Well that’s nice. I know lets make this all simpler.

How could we bring more detailed information on each and every individual in the country in an easy to access format?

Oooh, I know what about ID cards. We can say they’ll help on the war against terrorism and organized crime – people will love that.

But won’t that need a big computer system?

Yeah well probably. Still we can probably get the people who are working on the NHS Digital Patient Records system to look at it for us.

But didn’t several of those companies already leave the project handing millions back to the Government as they believe the project will be such a disaster it will harm their international reputation, not to mention that it will be unsecure, unreliable and very late.

Yeah, well there is that.

And won’t it cost a lot of money?

Well only £5.6billion according to our figures.

But I thought the LSE calculated a cost of somewhere between £10.6 billion and £19.2 billion.
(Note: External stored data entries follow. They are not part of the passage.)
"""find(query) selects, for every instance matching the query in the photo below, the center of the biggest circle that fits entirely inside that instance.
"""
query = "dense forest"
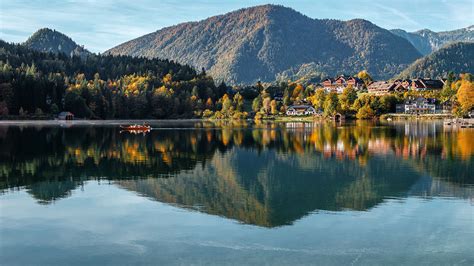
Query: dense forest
(99, 86)
(35, 84)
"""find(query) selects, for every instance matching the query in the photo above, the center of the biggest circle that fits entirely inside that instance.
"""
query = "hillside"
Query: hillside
(99, 86)
(264, 42)
(47, 40)
(427, 41)
(456, 57)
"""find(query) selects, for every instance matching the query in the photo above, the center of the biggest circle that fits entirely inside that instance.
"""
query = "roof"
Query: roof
(381, 85)
(300, 106)
(65, 113)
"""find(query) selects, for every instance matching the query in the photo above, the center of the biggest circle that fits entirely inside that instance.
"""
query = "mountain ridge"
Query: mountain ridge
(50, 40)
(455, 57)
(428, 41)
(258, 43)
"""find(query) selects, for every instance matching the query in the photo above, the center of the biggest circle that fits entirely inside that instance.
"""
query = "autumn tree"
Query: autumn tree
(465, 97)
(347, 99)
(331, 104)
(365, 77)
(238, 102)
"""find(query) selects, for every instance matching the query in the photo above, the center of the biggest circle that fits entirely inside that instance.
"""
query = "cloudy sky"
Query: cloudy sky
(102, 24)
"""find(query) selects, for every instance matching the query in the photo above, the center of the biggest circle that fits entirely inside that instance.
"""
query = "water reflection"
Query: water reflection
(267, 174)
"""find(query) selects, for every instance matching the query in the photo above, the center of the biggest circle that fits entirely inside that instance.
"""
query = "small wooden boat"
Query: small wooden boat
(136, 127)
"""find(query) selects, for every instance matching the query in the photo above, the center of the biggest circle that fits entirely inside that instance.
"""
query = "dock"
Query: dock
(459, 122)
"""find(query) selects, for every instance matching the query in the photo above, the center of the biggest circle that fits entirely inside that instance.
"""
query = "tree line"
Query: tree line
(108, 87)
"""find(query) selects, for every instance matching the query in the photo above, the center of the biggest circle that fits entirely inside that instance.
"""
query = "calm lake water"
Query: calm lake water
(234, 193)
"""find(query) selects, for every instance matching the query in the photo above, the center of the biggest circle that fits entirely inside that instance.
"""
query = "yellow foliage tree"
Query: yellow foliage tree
(465, 96)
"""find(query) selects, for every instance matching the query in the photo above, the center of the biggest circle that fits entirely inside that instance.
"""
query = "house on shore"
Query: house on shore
(419, 105)
(427, 84)
(385, 87)
(298, 110)
(340, 83)
(65, 116)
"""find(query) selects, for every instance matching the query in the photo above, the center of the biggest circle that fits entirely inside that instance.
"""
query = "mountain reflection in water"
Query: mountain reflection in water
(267, 174)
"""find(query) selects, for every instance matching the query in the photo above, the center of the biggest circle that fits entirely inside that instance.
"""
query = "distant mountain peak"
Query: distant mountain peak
(428, 41)
(50, 40)
(456, 57)
(262, 42)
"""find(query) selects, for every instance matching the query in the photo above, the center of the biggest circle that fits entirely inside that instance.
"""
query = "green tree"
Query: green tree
(365, 113)
(238, 102)
(347, 99)
(331, 104)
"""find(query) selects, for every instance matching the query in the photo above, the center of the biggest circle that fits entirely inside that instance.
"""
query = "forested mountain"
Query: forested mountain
(267, 42)
(427, 41)
(455, 57)
(47, 40)
(99, 86)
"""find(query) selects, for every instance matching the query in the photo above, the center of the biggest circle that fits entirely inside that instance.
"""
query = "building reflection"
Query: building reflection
(268, 174)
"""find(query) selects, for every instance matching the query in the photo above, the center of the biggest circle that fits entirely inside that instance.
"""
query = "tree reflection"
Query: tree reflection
(268, 174)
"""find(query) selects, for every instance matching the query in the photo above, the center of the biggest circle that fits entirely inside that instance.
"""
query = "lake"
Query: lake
(194, 192)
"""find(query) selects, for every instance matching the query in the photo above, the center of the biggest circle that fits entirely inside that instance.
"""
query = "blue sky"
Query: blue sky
(102, 24)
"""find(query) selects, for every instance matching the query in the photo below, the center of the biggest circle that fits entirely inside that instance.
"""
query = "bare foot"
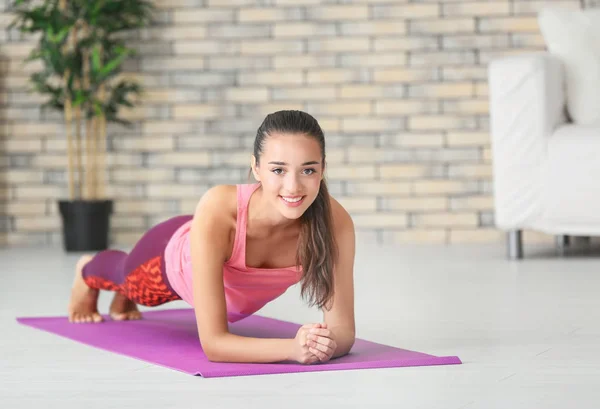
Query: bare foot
(83, 306)
(122, 309)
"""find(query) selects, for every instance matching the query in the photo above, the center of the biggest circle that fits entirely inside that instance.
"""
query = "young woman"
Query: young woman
(244, 246)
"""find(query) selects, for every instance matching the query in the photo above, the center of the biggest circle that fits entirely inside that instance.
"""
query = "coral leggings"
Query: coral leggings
(139, 275)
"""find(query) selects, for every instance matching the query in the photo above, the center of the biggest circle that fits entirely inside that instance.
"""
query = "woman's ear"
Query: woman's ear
(253, 165)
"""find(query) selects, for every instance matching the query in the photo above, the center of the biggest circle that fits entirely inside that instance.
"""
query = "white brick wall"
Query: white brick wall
(400, 89)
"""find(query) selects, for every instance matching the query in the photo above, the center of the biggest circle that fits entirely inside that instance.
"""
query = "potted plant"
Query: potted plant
(82, 52)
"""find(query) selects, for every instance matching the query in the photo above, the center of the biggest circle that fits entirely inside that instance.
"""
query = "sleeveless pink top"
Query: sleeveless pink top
(247, 289)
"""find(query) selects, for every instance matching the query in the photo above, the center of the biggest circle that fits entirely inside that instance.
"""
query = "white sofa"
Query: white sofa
(546, 168)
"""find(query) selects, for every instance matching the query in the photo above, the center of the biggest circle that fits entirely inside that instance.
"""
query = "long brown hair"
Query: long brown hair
(317, 248)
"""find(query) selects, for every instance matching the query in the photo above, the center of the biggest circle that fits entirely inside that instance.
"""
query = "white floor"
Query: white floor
(528, 333)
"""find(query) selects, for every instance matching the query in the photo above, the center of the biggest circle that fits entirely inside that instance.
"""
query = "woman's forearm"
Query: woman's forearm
(234, 348)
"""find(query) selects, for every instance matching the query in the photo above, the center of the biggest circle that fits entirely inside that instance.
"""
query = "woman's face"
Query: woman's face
(290, 171)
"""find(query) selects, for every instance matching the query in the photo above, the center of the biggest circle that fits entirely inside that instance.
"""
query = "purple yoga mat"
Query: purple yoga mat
(170, 338)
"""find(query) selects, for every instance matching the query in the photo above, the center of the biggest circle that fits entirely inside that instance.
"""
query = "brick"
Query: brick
(478, 41)
(288, 77)
(432, 58)
(203, 15)
(202, 111)
(144, 143)
(487, 155)
(527, 40)
(249, 15)
(180, 159)
(205, 47)
(535, 6)
(508, 24)
(374, 28)
(339, 44)
(464, 73)
(476, 202)
(437, 187)
(479, 9)
(271, 47)
(303, 29)
(340, 108)
(142, 175)
(169, 127)
(373, 60)
(441, 122)
(381, 188)
(177, 4)
(458, 138)
(119, 222)
(338, 12)
(487, 56)
(475, 236)
(194, 141)
(304, 93)
(337, 76)
(156, 190)
(236, 63)
(15, 176)
(351, 172)
(414, 204)
(174, 33)
(282, 62)
(468, 106)
(34, 129)
(226, 175)
(247, 94)
(406, 11)
(419, 236)
(481, 89)
(361, 91)
(413, 140)
(380, 220)
(37, 192)
(239, 31)
(445, 219)
(441, 91)
(470, 170)
(263, 110)
(442, 26)
(369, 124)
(405, 107)
(37, 223)
(142, 206)
(22, 208)
(405, 171)
(20, 146)
(358, 204)
(405, 43)
(401, 75)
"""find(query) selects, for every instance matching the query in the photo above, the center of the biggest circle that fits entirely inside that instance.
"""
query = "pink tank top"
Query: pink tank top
(247, 289)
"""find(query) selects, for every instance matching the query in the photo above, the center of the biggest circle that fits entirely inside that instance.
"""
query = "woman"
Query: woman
(243, 247)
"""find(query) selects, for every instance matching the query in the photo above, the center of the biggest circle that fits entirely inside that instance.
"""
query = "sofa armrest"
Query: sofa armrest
(527, 103)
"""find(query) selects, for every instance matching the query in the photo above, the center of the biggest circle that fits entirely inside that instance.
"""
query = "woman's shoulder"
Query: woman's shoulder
(219, 201)
(342, 221)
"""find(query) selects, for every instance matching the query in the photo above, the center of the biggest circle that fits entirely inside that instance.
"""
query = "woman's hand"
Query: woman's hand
(313, 343)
Ah don’t worry it’ll be self-financing - we’ll get the public to pay for that by making the system voluntary.

How does that work then?

Well if you need a new Passport then we’ll charge you the £100 for the ID card as well. Simple.

But how is that voluntary?

Well you don’t have to have a passport do you? Unless you want to leave the country of course. And why would you want to do that? If you leave we won’t be able to keep an eye on you. For your own safety of course!

Still, nice to know that rebellion still burns brightly in the UK. But the torch is now held by the youth of the country, most likely to torch a wheelie bin or light a spliff no doubt if todays report is to be believed. British teenagers are top the Euro table for underage sex, smoking, drinking, fighting and petty crime aswell as many other such social skills. Plus another report says that these same “kids” look on ASBOs as a “badge of honour” or a “diploma”. So all this despite the all the government’s ill-drafted new laws, massive surveillance presence, increased police numbers and powers etc.

But don’t worry we’re winning the war on terror………………

And there’s the whole angle on flying that I was going to jot down but after that I’m not sure I should in case I mysteriously disappear from the street one day, despite the CCTV cameras’ omnipresence.